We may be as common as dirt, and rather insignificant. Still, with a little water and effort we can become mud. Mud in an unfashionable, backwater arm of the Milky Way. And we might manage to suck in the wheels of something more complex than us. Which will not cause that something to put us under an galactic microscope. It will just piss them off. That resounds quite well with my personality, however conflicted it is. So hopefully they won't pave over us.

Mosby

Nov 11, 2012 at 11:29am

I, for one, would welcome our overlords to come and eat our children.

Jonathan Swift suggested something similar almost 300 years ago, so let's get on with it already!
http://en.wikipedia.org/wiki/A_Modest_Proposal

Mark Fornataro

Nov 11, 2012 at 3:31pm

Re: we are"'gradually acquiring...a sense of proportion" reminds me of George Harrison's lyric from Within You Without You-" And to see you're really only very small,
And life flows ON within you and without you."
As for the BBC, feeling very much under siege (see link) perhaps they feel too alienated these days to allow aliens on earth.
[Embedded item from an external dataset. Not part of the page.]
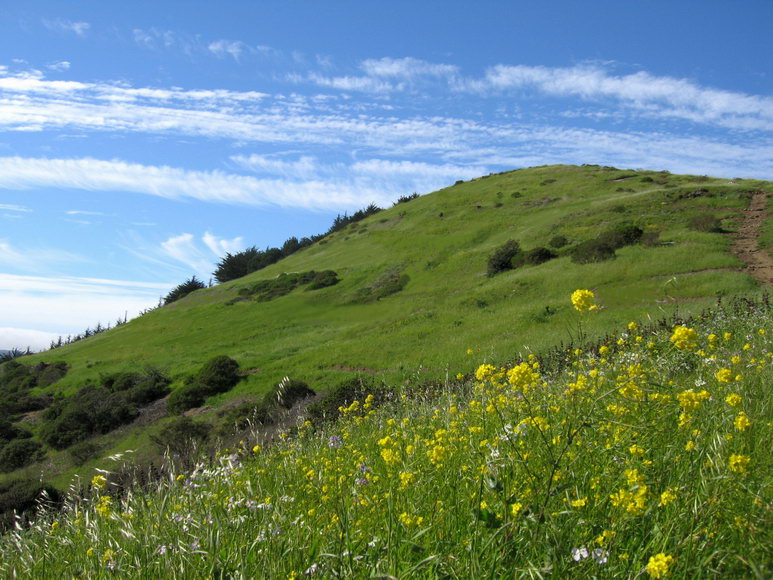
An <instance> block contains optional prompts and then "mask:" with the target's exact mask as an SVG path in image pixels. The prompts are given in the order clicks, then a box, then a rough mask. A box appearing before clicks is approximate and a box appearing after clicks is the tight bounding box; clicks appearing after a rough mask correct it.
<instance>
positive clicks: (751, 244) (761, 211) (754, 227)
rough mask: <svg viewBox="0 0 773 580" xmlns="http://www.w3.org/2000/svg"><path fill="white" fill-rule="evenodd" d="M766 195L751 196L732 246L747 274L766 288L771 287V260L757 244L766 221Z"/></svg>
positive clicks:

Better ban the movie Contact too.
http://www.guardian.co.uk/media/2012/nov/11/crisis-bbc-lord-patten

Bem Gock

Nov 11, 2012 at 5:21pm

I point out that the BBC transmits 10,000 times the radio energy out to the stars every day.

The reason we are coming to eat you is Simon Cowl.

Austin

Nov 11, 2012 at 6:35pm

If Stephen Hawking things active SETI is a bad idea, I would have to concur.

dru

Nov 11, 2012 at 9:17pm

I'm always mystified by some people's refusal to believe that life exists outside of Earth. Perhaps framing the question as: "do you believe in aliens?" conjures up some ridiculous sci-fi images of laser-gun pointing green men.
But the vastness of the Universe, and the sheer number of planets within it, tell me that it's quite reasonable to suppose that ONE of those planets is also teeming with life.

Jim Slock

Nov 11, 2012 at 9:34pm

Read the book "Rare Earth" by Peter Ward and you'll get the real deal on how unusual "complex" life is in the universe. I agree...simple living things may be common...but for beings no way Jose...a combination of many series of events and stages must happen. Too bad one being on this planet Earth is hell bent on testing the brink.

adam gee

Nov 11, 2012 at 9:48pm

Of course we're insignificant, thats why we feel special ordering a Starbucks tall hazelnut soy latte no whip extra shot of espresso in a venti cup for 7 dollars.

Logan

Nov 11, 2012 at 9:55pm

Great Article, but 1 in 100? thats not an understatement, its a vast, vast over statement. its likely closer to at least 1 in a 100,000. One simply has to look at how perfect the conditions had to be here. Size, Habitable Zone, Magnetic Field, Atmosphere Make-up, Jupiter absorbing astroids, Many even profess that the earth would not harbour life without the moon. And these odds are just for a planet with life, a planet with life as intelligent as us? 1 in 1 million of the planets with life, so 1 in 100 billion.